Enfin, à l’instar du jugement de première instance commenté sur ce site, l’arrêt confirme qu’un trouble anormal de voisinage peut être caractérisé malgré un rapport d’expertise incomplet [1].

I. Présentation de l’affaire.

1) Les faits.

Monsieur et Madame X., propriétaires de deux maisons en Corse, dont une mise en location, se plaignaient de nuisances sonores et olfactives en provenance d’une usine de charcuterie située à proximité de chez eux [2].

Les demandeurs faisaient état d’importantes nuisances sonores provenant des évaporateurs de l’usine et du fonctionnement des moteurs de ses réfrigérateurs.

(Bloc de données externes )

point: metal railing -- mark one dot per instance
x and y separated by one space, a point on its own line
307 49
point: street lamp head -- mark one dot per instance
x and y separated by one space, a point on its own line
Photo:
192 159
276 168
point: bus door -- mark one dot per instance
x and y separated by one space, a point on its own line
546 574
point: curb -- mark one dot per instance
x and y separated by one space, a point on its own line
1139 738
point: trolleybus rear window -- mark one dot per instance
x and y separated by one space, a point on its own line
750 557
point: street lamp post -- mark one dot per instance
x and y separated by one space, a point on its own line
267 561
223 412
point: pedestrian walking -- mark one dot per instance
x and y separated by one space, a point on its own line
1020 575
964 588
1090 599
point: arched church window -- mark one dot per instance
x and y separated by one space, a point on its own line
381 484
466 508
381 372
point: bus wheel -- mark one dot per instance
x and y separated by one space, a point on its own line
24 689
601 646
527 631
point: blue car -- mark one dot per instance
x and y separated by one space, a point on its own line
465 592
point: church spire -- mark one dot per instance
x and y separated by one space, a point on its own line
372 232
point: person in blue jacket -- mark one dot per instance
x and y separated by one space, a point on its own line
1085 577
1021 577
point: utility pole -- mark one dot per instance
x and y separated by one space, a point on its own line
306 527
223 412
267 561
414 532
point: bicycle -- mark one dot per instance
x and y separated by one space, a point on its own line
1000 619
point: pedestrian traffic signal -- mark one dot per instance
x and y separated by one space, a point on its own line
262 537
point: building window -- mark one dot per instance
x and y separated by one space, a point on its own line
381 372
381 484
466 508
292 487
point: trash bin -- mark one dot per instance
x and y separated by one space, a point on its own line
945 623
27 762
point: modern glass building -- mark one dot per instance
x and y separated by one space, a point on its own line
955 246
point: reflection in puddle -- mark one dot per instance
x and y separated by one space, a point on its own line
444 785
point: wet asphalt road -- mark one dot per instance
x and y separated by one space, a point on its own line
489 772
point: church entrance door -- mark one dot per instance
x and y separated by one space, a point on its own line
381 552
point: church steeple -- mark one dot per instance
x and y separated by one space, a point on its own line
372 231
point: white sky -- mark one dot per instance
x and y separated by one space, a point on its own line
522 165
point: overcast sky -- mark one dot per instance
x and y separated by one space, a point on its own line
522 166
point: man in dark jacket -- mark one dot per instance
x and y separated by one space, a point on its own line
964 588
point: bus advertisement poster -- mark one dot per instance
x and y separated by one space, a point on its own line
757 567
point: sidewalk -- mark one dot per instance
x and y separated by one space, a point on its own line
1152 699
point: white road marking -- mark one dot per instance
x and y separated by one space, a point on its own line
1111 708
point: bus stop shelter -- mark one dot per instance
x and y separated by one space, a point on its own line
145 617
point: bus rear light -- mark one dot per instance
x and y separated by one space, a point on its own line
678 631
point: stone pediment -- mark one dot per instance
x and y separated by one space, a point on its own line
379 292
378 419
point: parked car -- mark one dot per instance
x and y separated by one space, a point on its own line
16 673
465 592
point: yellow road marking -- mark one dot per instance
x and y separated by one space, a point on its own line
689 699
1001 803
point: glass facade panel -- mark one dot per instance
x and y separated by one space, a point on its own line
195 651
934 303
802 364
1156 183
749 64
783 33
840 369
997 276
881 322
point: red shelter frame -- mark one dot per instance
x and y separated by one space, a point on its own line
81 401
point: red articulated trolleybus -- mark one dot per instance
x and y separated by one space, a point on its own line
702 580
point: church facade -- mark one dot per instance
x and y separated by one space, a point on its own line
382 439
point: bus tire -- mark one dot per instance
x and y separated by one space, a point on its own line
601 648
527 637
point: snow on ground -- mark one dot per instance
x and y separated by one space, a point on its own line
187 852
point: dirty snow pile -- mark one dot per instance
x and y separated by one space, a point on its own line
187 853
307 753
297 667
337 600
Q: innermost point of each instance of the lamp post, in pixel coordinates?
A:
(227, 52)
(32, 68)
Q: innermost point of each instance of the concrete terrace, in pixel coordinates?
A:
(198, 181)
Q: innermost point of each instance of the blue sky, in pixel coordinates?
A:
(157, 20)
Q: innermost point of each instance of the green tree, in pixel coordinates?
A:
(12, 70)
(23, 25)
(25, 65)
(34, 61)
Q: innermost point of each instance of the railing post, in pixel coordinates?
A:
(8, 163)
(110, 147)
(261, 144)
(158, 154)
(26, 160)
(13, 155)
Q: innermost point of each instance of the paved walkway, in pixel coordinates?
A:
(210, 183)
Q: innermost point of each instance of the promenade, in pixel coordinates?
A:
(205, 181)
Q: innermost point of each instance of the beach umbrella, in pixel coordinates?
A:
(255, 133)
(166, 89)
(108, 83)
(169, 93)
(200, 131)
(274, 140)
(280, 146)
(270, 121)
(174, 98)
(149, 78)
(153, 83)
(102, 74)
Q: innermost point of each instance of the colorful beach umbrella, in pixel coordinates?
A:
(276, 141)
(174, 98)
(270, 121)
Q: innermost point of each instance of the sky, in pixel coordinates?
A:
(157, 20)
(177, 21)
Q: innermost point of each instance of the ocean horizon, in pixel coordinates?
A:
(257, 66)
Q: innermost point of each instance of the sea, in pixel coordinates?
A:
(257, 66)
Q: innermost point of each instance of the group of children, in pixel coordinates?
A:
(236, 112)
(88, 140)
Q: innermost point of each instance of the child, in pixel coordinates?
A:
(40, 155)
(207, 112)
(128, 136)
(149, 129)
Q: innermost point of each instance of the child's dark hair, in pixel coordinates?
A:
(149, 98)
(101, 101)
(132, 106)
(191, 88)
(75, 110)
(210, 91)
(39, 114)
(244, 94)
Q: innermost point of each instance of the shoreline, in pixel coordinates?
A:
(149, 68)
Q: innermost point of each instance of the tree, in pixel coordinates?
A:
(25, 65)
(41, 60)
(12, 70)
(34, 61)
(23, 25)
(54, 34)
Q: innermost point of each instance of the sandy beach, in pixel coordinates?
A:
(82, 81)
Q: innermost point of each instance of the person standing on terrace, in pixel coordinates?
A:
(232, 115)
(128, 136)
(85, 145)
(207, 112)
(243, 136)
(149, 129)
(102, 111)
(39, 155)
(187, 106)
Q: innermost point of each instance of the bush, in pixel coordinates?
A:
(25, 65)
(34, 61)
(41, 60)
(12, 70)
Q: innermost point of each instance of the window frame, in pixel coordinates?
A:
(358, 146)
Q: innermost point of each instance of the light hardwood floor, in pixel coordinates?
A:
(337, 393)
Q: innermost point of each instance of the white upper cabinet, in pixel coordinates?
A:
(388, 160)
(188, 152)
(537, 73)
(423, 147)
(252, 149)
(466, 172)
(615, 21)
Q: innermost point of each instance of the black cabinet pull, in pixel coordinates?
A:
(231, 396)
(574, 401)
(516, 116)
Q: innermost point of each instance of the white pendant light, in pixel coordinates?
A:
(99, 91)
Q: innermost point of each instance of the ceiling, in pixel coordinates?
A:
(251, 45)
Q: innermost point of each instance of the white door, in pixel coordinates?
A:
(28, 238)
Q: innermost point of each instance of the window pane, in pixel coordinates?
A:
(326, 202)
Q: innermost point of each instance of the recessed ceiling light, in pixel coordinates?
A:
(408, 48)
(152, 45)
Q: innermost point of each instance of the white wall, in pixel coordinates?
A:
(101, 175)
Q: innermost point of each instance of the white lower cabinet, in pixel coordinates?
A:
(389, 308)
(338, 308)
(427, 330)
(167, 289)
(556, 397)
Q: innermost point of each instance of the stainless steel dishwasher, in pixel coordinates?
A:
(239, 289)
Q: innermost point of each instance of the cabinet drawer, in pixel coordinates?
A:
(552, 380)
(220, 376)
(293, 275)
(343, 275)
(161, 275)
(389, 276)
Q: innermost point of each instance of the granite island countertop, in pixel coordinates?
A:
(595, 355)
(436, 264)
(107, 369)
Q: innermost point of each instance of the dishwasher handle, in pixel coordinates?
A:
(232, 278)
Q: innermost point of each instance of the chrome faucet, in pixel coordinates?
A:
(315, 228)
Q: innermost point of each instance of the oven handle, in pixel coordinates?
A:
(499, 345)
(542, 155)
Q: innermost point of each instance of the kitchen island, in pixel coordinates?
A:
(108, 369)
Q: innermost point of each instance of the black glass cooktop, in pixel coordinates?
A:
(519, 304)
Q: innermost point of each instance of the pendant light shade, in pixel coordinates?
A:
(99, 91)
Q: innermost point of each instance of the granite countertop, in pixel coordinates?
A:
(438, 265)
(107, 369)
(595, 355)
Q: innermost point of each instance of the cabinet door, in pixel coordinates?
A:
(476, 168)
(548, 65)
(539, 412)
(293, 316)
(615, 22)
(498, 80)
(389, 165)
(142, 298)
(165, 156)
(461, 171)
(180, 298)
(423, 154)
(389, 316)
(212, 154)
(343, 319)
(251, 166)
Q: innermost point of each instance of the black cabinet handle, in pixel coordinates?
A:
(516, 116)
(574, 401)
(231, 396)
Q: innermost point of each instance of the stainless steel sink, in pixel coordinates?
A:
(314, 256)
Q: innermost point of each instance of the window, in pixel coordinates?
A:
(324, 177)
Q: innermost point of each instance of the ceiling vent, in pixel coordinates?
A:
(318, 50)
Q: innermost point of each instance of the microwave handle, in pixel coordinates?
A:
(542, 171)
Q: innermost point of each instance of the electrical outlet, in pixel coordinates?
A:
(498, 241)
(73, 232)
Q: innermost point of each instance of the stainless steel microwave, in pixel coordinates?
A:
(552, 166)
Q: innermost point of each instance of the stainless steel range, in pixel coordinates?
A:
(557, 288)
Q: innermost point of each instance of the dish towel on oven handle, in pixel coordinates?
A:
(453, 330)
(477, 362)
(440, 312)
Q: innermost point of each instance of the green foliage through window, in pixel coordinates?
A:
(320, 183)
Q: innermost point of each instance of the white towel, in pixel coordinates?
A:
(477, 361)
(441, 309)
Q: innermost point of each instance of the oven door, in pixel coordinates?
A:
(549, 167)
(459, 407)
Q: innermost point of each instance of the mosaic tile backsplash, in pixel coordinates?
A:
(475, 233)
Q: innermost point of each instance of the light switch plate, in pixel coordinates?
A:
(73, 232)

Ces nuisances se caractérisaient, notamment, par un bourdonnement permanent semblable à un essaim d’abeilles.

S’ajoutait à ces troubles l’existence de fumées et émanations odorantes qui s’échappaient de la salle de séchage de la charcuterie ainsi que la présence d’amiante sur la toiture de l’établissement litigieux.

La réalité et l’intensité de ces nuisances avaient été constatées par plusieurs attestations de témoins, plusieurs procès-verbaux de constat d’huissier, par un rapport de l’agence régionale de santé et par un rapport d’expertise judiciaire malgré les manœuvres déloyales des défendeurs tout au long de l’expertise dans le but d’empêcher la réalisation d’un rapport exhaustif.

Ainsi, l’intensité de ces nuisances était telle qu’elle empêchait les plaignants, riverains de cette usine, de jouir sereinement de leur domicile et dégradait leur santé, notamment par des troubles du sommeil.

2) La procédure.

Afin de faire établir la réalité des nuisances dont ils se disaient victimes, Monsieur et Madame X. avaient sollicité une expertise en référé au visa de l’article 145 du Code de procédure civile devant le Président du Tribunal judiciaire de Bastia.

Par ordonnance de référé du 20 décembre 2017, le Tribunal judiciaire de Bastia avait fait droit à leur demande.

A l’issue des opérations d’expertise, l’expert judiciaire avait rendu, le 30 avril 2019, son rapport définitif.

Sur le fondement de ce rapport d’expertise, Monsieur et Madame X. avaient alors assigné l’exploitant ainsi que les propriétaires des locaux devant le Tribunal judiciaire de Bastia dans le but de voir les nuisances sonores cesser et leur préjudice indemnisé.

Le 2 mars 2022, le Président du Tribunal judiciaire de Bastia avait rendu son jugement par lequel il avait :

  • confirmé l’existence de nuisances sonores et olfactives en provenance de l’exploitation de l’usine de charcuterie ;
  • condamné les défendeurs à :
    • réaliser les travaux préconisés par l’expert ainsi qu’à l’installation d’un système de filtrage des graisses dans les six mois à compter de la signification du jugement sous astreinte, à l’expiration de ce délai, de 100 euros par jour de retard par catégorie de travaux et ce pendant quatre mois ;
    • à payer, in solidum, la somme de 25 440 euros au titre du préjudice de jouissance et du préjudice financier subis par les demandeurs ;
    • à payer, in solidum, la somme de 2 000 euros au titre du préjudice moral et de santé subi par les demandeurs ;
    • à payer, in solidum, la somme de 1 000 euros en réparation du préjudice subi par les demandeurs en raison de la résistance abusive subie ;
    • à payer, in solidum, la somme de 6 000 euros en application de l’article 700 du Code de procédure civile ainsi qu’aux dépens.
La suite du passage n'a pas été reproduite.